Хосок положил на стол несколько зеленых купюр, привлекая внимание Мина.
— Это что? — грубо спросил Юнги, оторвавшись от тумбы и подойдя к спокойному Хосоку.
— Они тебе сейчас нужнее, чем мне, — ответил Чон и пожал плечами. — Бери и перестань строить из себя целку, Юнги.
— Ты мне за ночь платишь? — Мин поджал губы, в упор смотря на Хосока. Во взгляде сжигает. Хосок увидел, как он вспыхнул от злости, даже грудь быстрее вздыматься начала.
— Нет, — ухмыльнулся Хосок. — Даю по-дружески.
— Если ты это не уберешь с моих глаз, я тебе их в глотку засуну.
Хосок тихо смеется, но деньги убирает. Ему не страшны угрозы Юнги, они, скорее, как пустой звук. Просто Хосоку нравится смотреть, как он играет в героя и притворяется, что эти деньги ему не сдались. Еще как сдались, только Юнги слишком гордый, чтобы взять их просто так. Готов напридумывать себе тысячу причин, чтобы распушить хвост и всем доказать, какой он независимый. Это геройство Хосока просто забавляет.

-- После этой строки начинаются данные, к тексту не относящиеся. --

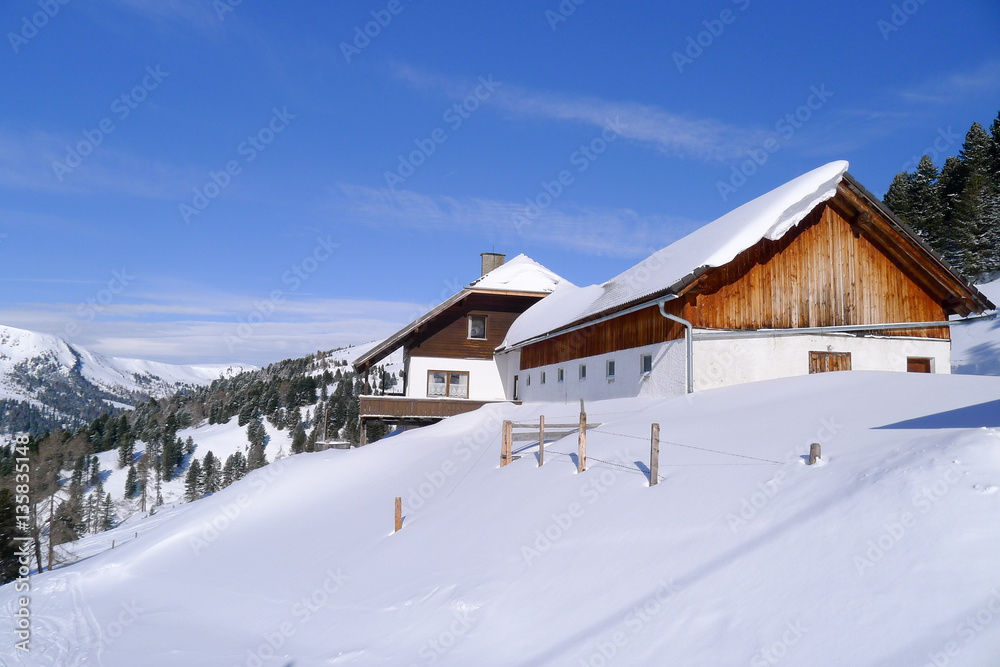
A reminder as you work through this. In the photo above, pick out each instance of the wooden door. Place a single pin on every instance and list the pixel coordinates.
(826, 362)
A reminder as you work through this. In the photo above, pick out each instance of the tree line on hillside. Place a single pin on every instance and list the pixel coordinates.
(313, 398)
(956, 209)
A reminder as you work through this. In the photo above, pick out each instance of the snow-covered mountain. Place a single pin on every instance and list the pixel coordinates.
(68, 384)
(885, 554)
(975, 347)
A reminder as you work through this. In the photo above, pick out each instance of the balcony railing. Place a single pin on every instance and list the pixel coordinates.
(401, 407)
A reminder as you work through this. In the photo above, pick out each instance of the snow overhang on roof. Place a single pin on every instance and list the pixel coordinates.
(769, 216)
(520, 275)
(669, 270)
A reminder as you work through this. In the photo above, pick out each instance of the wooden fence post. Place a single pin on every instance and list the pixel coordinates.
(654, 455)
(505, 445)
(541, 440)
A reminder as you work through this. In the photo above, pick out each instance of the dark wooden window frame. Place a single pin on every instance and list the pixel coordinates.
(642, 364)
(826, 362)
(468, 325)
(447, 383)
(920, 364)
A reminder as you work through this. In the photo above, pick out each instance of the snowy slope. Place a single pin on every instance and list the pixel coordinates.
(47, 371)
(883, 555)
(975, 347)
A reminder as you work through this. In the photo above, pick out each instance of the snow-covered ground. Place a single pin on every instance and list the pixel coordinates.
(975, 347)
(883, 555)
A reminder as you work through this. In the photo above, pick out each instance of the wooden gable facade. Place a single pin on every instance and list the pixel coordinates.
(849, 262)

— И на что ты собираешься жить эту неделю? — спросил Чон, прислонившись плечом к дверному косяку. Юнги согнулся, натягивая на ноги протертые джинсы.
— Явно не на заработанные сексом деньги, — хмыкнул Мин и продел пуговицу на джинсах в петельку. — Я не продаю себя.
Хосок закатил глаза. Он слышит это каждый раз, когда пытается помочь ему как-то материально. Мин непрошибаемый и не понимает, что Хосок дает ему деньги не потому, что младший попкой хорошо вертит. Это чертова забота, которую он никак не хочет воспринимать. Хосока это уже начинает раздражать. Упорства у Мина не занимать, как и тупой гордости, а ему уже надоело наблюдать, как медленно, но верно младший угасает. Юнги присел на одно колено, завязывая шнурки на старых красных кедах.
— И куда ты собираешься теперь? — Хосок нахмурил брови, наблюдая за собирающимся парнем.
— К Хорхе, — хмыкнул Юнги и надел сверху толстовки бомбер.
— Он тебя даже слушать не станет, — ухмыльнулся в ответ Чон.
— Я — самый ценный для него кусочек.
— Или самый тупой.
Но Юнги больше ничего не хотел слышать и вышел из комнаты, держа над головой вытянутый средний палец для Хосока.